Однако уверен: если бы даже я затеял историческую картину, о которой вначале упомянул, то нужную, гигантскую сумму я бы нашел. Обязательно получил бы два- три отказа, и тут же пришли бы другие люди и сказали: да, это нужно делать!

—            А это нормально, Сергей Юрьевич, — ходить, получать отказы?

—            Не знаю. Жизнь меня уберегла от унижений. Я умудрился и в прежние времена не унижаться, прося чего-нибудь. Может, я мало от этого получил — но не унижался. И сейчас мне не пришлось поступиться чем-нибудь из своих привычек даже, я уж не говорю о большем, за то, что мне помогали.

А потом — я никогда слишком много не запрашивал!

Вот я сейчас познакомился с одним человеком, который произвел на меня — не могу не сказать — очень сильное впечатление. Это наш продюсер и знаменитый актер Сергей Жигунов. В его продюсерской затее — «Королеве Марго» — я принимаю участие. Вот тут я увидел действительно человека нового. Потому что, ворочая миллиардами, которые он должен и собрать, и иметь, и истратить, и снова заработать, он сохраняет естественность, легкость, всякое отсутствие бронированности, Вот он мне показался человеком совсем неведомого мне и очень интересного типа.

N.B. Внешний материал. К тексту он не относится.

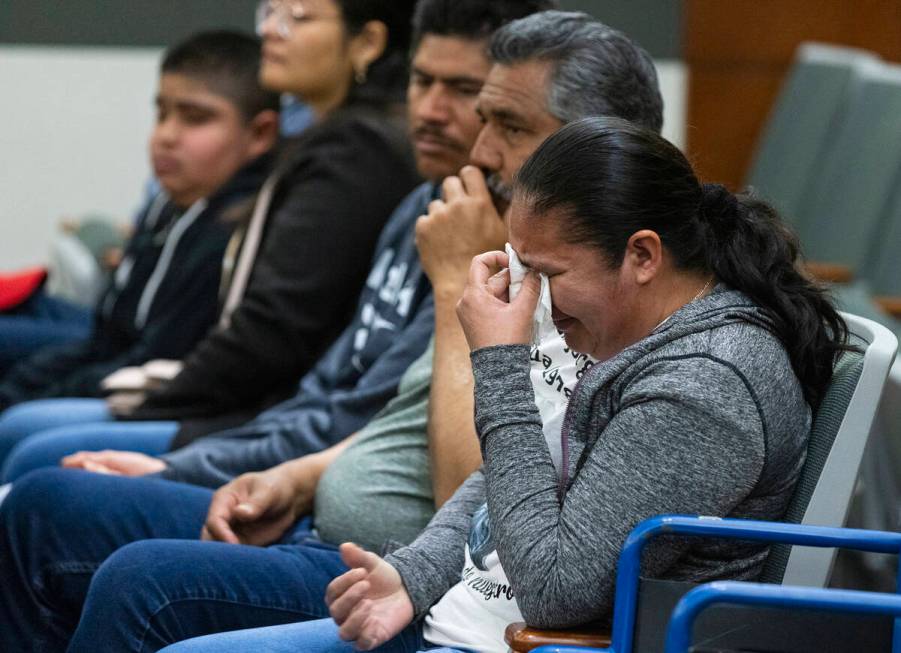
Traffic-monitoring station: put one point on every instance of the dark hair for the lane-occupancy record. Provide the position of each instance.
(612, 178)
(470, 19)
(597, 70)
(228, 63)
(386, 79)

—            А представить себя на его месте могли бы?

—            Нет! Но в компании с ним — вполне. Сейчас я просто снимусь у него — и все, а потом, возможно, предложу такому человеку свою идею и скажу: может, возьмемся соединить усилия с двух совершенно разных концов?

—            Сергей Юрьевич, в театре вы занялись исключительно малыми формами. Не оттого ли, что большие, многонаселенные, государственные театры, давно, как правило, творчески исчерпавшие себя, обречены медленно умирать? И искать там особенно нечего?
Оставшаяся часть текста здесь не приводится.